Concrètement, l’entreprise dispose désormais de toutes les capacités nécessaires pour l’extraction des batteries. Ce procédé n’a en effet rien de banal. « Il y a de véritables risques avec la manipulation des batteries. Il y a malheureusement des exemples de personnes ayant été électrocutées à cause d’une mauvaise manipulation d’une batterie« , explique Pierre-François Bareel, R & D Manager chez Comet.

96%
Le taux de recyclage des voitures électriques peut monter jusqu’à 96%. C’est un pourcent de moins que pour les autos classiques.

L’entreprise wallonne n’est toutefois encore qu’un maillon dans la longue chaîne du recyclage. Une fois extraite, la batterie est renvoyée à la marque, qui lui trouvera une seconde vie. La société se charge par contre du recyclage du reste du véhicule et parvient même à atteindre des résultats pratiquement aussi bons que pour les voitures classiques. « Il y a un peu plus d’électronique et le moteur est forcément différent, mais globalement, cela reste assez semblable.

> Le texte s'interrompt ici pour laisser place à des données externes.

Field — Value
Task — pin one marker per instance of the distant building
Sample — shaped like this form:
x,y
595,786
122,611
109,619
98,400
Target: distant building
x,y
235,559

Nos taux de recyclage sont d’ailleurs quasiment identiques. Pour une voiture classique, nous atteignons plus de 97% de recyclage. Pour les véhicules électriques, c’est environ 96%« , ajoute encore le R & D Manager.

S’il connaît ces statistiques, c’est parce que son entreprise n’est, en réalité, pas tout à fait novice en la matière. « Nous avons déjà pu tester la manière d’opérer sur un plus de 150 véhicules Toyota. La marque dispose de l’un des premiers modèles hybrides. Il arrive doucement en fin de vie. Mais depuis aujourd’hui, l’opération est réalisable pour toutes les marques« , explique encore le responsable. Seul Tesla n’est visiblement pas encore intéressé par le processus. « C’est assez logique. Les voitures de luxe ne finissent que rarement à la casse. On leur trouve en général une seconde vie avant d’en arriver là« , sourit le manager.

La demande ne devrait toutefois pas être trop importante, au début. Une situation qu’avait évidemment anticipée l’entreprise wallonne. « Pour le moment, seulement cinq de nos ouvriers sont formés. Il s’agit essentiellement aujourd’hui de voitures accidentées. Mais cela va très vite évoluer avec les modèles électriques de plus en plus nombreux. Il n’y a d’ailleurs pas vraiment de limite. D’ici cinq à six ans, on pourrait avoir à extraire les batteries de 5.000 à 10.000 véhicules par an« , ajoute encore le patron. Lorsque le marché prendra de l’ampleur, l’entreprise pourrait d’ailleurs même élargir ses activités. « Il y a dix ans, si on m’avait demandé si je voudrais un jour faire du traitement de batteries, j’aurais refusé car nous n’avions aucune connaissance. Mais désormais c’est une piste envisageable« , conclut Pierre-François Bareel.